Aug 19, 2024, 3:28 PM
Aug 19, 2024, 3:28 PM

Experts' View on Impact of Lower Mortgage Rates on Homebuyers

Highlights
  • Experts from Fox Business Network explain that lower mortgage rates may not improve market affordability for homebuyers.
  • Homebuyers hoping for a significant impact on the housing market from decreased mortgage rates may be disappointed.
  • In the long term, the real estate market might not see the expected benefits from falling mortgage rates.
Story

Potential home buyers and sellers in the U.S. are closely monitoring mortgage rates, which have significantly contributed to the ongoing affordability crisis in the housing market. Currently, mortgage rates are more than double what they were in 2021, deterring many potential buyers and sellers, particularly those who secured lower rates during the COVID-19 pandemic. Experts, including Telsey Advisory Group's Joe Feldman and Realtor.com’s Ralph McLaughlin, suggest that while both groups await a decline in rates, affordability will remain a long-term challenge. As borrowing rates decrease, buyers will have increased purchasing power, allowing them to bid higher for homes.
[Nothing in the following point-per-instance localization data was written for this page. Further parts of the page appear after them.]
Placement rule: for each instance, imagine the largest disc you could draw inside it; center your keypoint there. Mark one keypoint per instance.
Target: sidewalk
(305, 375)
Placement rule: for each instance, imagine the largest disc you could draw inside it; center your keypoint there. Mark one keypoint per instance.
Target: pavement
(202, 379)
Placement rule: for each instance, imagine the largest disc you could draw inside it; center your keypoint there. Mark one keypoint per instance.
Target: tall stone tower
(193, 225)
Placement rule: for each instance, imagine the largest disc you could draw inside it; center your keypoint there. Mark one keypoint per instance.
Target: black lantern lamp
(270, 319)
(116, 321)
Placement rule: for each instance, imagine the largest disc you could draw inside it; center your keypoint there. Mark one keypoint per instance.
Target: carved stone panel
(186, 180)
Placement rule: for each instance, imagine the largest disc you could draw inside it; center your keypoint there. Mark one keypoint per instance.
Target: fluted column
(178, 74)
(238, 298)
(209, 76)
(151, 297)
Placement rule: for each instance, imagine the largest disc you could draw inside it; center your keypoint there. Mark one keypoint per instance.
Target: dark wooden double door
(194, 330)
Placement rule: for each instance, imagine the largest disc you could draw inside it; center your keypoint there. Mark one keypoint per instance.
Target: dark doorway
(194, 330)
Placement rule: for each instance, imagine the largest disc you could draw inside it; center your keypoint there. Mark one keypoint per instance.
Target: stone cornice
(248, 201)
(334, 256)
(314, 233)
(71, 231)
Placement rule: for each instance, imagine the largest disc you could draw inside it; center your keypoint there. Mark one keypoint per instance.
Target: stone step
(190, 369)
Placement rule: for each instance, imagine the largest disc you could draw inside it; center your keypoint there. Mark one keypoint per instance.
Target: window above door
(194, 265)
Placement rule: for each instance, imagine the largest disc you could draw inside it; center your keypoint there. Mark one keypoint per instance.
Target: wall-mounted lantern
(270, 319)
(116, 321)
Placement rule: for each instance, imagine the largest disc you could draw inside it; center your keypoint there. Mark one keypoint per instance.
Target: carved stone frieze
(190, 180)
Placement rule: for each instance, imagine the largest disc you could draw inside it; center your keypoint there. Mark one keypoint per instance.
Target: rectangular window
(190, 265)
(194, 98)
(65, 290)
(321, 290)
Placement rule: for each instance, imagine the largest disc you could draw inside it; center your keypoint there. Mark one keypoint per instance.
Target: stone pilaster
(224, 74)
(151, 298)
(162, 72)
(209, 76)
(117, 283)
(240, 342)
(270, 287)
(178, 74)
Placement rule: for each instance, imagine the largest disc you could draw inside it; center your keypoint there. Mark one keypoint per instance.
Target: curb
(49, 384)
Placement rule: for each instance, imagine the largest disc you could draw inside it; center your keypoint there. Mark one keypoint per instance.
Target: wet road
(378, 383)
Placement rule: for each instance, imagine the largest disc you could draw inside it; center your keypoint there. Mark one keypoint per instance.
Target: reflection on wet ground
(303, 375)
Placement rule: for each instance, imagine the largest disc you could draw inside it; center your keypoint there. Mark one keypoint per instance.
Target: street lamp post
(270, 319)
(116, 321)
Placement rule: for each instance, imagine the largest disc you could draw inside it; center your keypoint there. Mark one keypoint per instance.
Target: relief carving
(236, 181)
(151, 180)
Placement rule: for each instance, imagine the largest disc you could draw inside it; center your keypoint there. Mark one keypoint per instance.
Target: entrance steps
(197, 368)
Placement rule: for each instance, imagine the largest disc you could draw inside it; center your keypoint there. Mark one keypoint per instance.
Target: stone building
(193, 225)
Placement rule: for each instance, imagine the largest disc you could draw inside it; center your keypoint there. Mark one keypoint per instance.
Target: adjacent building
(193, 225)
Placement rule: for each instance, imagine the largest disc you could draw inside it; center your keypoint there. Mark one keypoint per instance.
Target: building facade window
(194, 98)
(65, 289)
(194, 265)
McLaughlin notes that this could lead to price growth in the market, although such changes may not be immediate. The increase in borrowing capacity typically requires a surge in buyer competition, which is currently lacking. Feldman warns that a drop in mortgage rates will likely stimulate demand, exerting upward pressure on home prices and further complicating affordability issues. Recent data highlights the current state of the market, with the average 30-year fixed-rate mortgage at 6.49% and home prices nearing record highs. According to Redfin, the median sale price rose 4.1% year-over-year in July, reaching $439,170, just shy of the previous month’s all-time high. To improve affordability, McLaughlin emphasizes the need for a significant increase in housing inventory or for income growth to outpace rising home prices.